The script is 25 pages right now, so here’s a logline to help you determine if you want to take the time to read it:
Logline: A pair of military scientists discover they are living inside an experimental simulated world and set out to discover why they are there and if they can leave.
Thank you in advance to anyone who reads it!

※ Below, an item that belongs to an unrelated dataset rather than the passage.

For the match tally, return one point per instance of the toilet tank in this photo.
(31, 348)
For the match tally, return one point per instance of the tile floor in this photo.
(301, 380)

O'Ryan McEntire on March 8, 2014 at 8:48 pm ∞
Just read your script!
Really great concept ,Josh! Loved it.
I do have a few comments.
1. The relationship between Ian and Thomas progressed a bit too quickly for for me. Ian shows up at Thomas’ place and waltzes right in professing this crazy story and Ian immediately believes him. While I understand why he might, it comes across a little abrupt and too trusting. Thomas is about to have his whole idea of reality destroyed. His mind needs to resist a bit more. My suggestion might be to have Thomas also be currently questioning things. Maybe to a lesser degree than Ian. This way he is already ready to accept it. Rather than going from perfectly content and unaware to ‘holy crap my entire existence has been a computer program.’ Then when Ian barges in, maybe he let’s Thomas know that he knows him but doesn’t introduce him self by name yet. Instead he just goes in and starts making himself and Ian some tea. Ian has a strange familiarity with this house that he has never been in. While he’s doing this Thomas can be silently calling the cops. Then you can have Ian realize this like you already have in your script and after Ian has started explaining what’s up Thomas remembers Ian’s name and vaguely recognizes him. This will let you audience know that these guys do know each other from some past existence and that Ian is already testing his environment by inviting Thomas to rediscover him.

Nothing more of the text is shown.